The Defense Department's Office of General Counsel, for its part, says the decision about when occupation law applies "is a factual issue that will vary throughout Iraq based upon conditions." It also says US military lawyers in Iraq are, in fact, familiar with local laws.
But those laws represent a complex amalgamation of French codes and Muslim sharia law, and international lawyers say the US did little in advance to master legal details. "They don't know what's in there. They have no idea," says one senior international diplomat who has been involved with previous nation-building efforts.
Delays in reasserting the rule of law can put the US in a precarious position. Experience in other countries suggests people under occupation may become disillusioned with their new overseers, taking matters into their own hands.
Part of the problem is that the US is a victim of its own military success. US officials thought they'd have far more time to prepare. Once fighting ceased, the Defense Department's Office of Reconstruction and Humanitarian Assistance (ORHA) anticipated a period of relative calm, during which it would dispatch a 25-member team to assess the legal and police system before designing new alternatives, says one attorney familiar with the agency's plans.
Instead, civil unrest broke out as Hussein's regime collapsed. For now, US soldiers and Iraqi police officers are relying on "common sense" to fill the legal vacuum, says the diplomat.
The Pentagon did have at least one element of its plan in place: how to prosecute anyone involved in biological-or-chemical-weapons attacks. According to a lawyer who participated in the process, the National Security Council readied two plans: one to set up a UN-sanctioned international court; the other, the Pentagon's preference, would use military tribunals.
Still, while US officials have a developed plan to deal with users of weapons of mass destruction, insiders say the administration is less definitive on how it will handle more general war criminals.

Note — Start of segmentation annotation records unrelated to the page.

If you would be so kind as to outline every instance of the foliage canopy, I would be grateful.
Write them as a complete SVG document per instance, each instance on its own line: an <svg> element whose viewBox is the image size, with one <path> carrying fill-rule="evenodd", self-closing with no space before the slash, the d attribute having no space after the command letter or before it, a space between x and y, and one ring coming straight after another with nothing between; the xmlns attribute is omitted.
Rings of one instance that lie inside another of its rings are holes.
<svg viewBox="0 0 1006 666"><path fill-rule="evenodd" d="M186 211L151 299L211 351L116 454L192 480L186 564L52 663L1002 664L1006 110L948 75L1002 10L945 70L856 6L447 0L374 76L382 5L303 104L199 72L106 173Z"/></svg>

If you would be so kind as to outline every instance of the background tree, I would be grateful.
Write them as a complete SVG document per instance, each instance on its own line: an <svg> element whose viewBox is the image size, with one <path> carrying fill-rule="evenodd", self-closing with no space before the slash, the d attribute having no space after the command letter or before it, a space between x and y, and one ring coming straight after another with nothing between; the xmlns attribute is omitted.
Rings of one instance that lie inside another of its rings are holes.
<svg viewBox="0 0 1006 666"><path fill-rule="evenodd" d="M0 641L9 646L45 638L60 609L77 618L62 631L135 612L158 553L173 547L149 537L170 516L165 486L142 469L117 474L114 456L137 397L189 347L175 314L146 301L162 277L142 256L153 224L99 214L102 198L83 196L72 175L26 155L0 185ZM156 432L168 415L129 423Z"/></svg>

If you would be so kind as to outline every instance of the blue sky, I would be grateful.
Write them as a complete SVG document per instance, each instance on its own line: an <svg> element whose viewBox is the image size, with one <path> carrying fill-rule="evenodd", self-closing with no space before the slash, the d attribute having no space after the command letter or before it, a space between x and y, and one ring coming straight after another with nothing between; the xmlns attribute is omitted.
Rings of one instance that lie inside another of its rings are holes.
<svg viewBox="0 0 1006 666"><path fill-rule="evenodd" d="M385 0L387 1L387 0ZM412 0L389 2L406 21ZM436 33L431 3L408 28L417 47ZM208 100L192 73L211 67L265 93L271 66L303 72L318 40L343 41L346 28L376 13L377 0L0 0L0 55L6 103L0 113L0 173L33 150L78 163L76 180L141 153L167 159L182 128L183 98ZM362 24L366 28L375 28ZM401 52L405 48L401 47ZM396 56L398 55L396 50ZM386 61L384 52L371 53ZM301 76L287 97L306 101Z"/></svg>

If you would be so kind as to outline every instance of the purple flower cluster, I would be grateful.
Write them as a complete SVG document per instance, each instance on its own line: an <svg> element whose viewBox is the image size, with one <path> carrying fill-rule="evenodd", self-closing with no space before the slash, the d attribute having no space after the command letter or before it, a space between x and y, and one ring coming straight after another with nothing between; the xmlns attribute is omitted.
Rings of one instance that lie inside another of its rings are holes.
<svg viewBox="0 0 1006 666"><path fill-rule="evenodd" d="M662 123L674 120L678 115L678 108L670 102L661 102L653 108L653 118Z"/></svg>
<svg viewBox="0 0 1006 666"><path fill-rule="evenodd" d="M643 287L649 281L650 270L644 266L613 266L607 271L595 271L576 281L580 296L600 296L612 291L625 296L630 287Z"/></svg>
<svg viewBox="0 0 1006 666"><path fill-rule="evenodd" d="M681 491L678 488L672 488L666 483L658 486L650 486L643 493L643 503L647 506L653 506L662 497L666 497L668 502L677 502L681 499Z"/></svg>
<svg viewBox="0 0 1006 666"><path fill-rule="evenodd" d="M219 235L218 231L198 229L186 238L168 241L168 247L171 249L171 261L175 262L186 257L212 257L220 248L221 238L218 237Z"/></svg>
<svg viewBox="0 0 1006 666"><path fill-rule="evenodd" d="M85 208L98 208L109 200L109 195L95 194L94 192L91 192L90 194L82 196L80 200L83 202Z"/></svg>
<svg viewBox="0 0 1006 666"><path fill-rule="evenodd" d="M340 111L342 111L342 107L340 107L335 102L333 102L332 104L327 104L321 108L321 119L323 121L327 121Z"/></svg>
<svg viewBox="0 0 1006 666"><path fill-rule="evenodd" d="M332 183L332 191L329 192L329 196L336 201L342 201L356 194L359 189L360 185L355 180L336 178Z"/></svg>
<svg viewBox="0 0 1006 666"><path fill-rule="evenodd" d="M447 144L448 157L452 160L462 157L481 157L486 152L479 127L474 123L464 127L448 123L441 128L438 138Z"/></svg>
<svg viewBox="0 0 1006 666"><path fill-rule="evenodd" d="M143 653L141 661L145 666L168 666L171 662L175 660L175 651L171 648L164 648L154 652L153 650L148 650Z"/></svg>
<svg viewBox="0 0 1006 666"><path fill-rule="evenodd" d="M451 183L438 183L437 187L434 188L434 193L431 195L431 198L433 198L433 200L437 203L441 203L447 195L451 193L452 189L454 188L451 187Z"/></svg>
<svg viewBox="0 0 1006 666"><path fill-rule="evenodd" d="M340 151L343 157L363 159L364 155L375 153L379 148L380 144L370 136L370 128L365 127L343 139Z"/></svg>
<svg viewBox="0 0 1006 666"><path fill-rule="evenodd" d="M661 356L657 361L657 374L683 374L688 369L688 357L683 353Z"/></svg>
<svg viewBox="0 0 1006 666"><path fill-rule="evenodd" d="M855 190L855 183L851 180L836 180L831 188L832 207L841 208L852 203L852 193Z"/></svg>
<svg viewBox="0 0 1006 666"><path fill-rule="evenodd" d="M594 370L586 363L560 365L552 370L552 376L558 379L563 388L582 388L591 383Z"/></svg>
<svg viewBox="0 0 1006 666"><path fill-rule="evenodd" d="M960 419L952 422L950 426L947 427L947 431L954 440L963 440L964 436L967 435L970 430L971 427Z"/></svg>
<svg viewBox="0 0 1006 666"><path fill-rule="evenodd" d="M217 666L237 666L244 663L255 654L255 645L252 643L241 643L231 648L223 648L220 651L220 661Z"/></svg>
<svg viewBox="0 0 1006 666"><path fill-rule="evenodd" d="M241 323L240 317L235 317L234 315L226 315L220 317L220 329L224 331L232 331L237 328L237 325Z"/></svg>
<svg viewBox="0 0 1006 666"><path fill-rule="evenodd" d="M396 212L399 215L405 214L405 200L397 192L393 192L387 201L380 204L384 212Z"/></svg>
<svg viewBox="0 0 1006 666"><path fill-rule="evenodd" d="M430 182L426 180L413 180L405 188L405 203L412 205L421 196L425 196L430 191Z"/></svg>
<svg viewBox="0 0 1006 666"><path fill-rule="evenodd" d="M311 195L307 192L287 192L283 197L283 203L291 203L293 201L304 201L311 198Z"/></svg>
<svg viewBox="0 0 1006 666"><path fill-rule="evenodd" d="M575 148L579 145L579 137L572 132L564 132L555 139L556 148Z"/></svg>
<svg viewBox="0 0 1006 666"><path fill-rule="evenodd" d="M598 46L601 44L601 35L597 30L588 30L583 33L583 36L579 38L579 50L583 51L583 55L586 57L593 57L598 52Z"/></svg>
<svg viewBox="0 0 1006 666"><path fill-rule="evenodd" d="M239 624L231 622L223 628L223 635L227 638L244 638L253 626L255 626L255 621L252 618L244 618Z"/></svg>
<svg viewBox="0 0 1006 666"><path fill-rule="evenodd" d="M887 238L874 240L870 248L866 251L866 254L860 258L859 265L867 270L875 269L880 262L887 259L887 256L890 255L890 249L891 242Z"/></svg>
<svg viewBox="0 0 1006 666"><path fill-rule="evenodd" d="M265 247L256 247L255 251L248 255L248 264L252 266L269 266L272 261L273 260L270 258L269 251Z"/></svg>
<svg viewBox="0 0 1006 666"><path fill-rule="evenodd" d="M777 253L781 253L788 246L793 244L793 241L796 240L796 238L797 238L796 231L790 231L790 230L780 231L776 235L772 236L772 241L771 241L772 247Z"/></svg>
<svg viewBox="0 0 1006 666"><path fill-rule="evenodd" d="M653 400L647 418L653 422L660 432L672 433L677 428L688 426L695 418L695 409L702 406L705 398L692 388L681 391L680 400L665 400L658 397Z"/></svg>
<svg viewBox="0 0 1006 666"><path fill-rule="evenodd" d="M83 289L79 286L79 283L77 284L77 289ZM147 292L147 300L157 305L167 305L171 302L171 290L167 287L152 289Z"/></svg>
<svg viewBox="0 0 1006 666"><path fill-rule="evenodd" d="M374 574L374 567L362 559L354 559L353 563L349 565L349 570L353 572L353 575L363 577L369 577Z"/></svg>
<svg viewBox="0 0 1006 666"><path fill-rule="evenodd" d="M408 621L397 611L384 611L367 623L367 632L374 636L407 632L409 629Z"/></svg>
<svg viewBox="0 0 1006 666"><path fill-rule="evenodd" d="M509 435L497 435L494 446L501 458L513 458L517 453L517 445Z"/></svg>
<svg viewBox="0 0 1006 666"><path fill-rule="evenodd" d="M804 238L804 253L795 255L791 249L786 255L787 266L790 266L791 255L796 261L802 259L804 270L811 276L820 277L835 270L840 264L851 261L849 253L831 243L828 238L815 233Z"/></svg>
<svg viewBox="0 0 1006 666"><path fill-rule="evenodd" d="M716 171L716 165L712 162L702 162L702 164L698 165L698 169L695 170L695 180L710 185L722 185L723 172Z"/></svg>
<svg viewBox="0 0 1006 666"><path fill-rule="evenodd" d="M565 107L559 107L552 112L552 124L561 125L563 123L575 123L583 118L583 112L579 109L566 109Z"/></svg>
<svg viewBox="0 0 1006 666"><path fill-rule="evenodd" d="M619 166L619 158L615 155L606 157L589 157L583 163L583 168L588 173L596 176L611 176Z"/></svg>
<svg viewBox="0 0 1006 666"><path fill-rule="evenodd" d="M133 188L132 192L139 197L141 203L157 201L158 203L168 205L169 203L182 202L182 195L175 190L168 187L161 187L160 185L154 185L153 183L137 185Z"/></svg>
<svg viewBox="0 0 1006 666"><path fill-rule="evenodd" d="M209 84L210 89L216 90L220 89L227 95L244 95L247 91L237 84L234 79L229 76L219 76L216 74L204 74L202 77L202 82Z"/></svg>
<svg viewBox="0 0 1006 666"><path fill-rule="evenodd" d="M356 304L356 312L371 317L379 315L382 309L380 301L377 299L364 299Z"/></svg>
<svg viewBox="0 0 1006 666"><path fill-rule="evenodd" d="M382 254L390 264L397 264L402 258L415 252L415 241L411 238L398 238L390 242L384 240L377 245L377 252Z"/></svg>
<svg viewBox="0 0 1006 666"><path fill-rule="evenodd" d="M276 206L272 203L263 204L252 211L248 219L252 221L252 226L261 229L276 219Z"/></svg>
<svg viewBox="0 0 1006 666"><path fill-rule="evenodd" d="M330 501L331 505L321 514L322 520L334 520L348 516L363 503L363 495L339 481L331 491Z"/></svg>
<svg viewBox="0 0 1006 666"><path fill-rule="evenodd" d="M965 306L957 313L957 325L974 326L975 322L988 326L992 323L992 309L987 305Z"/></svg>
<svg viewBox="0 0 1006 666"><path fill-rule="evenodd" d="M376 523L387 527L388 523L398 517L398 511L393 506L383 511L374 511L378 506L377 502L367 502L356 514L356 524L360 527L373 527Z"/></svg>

Under one three-tiered plan, high ranking Baath Party and military officials charged with crimes against humanity, genocide, and torture would be tried by a special Iraqi court. Lower-level offenders would tried before Iraqi criminal courts. A separate forgiveness and reconciliation commission would handle lesser crimes.
The plan, fashioned largely by exiled Iraqi lawyers, is being considered at the upper echelons of the State and Defense departments and the National Security Council. But it has yet to be approved. "There is a bit of ambivalence about moving ahead with it," says one lawyer. "There's a fear that if they have an independent structure for the judiciary, it would interfere with political plans."
Iraqi exiles say competition between the State and Defense departments has hampered their contributions. "The Pentagon is going off on its own and is not recognizing all this work that has been done," says Sermid al-Sarraf, a Los Angeles lawyer and member of the exile working group.
But others see unrealistic expectations as much as politics involved. M. Cherif Bassiouni, a DePaul University law professor who is advising the State Department, says its members may have overestimated the role they'd play in helping rebuild Iraq. "The Iraqi expatriates had expectations that this wasn't really a training seminar, but that these people were being selected or tapped to be involved in the future administration of Iraq," he says.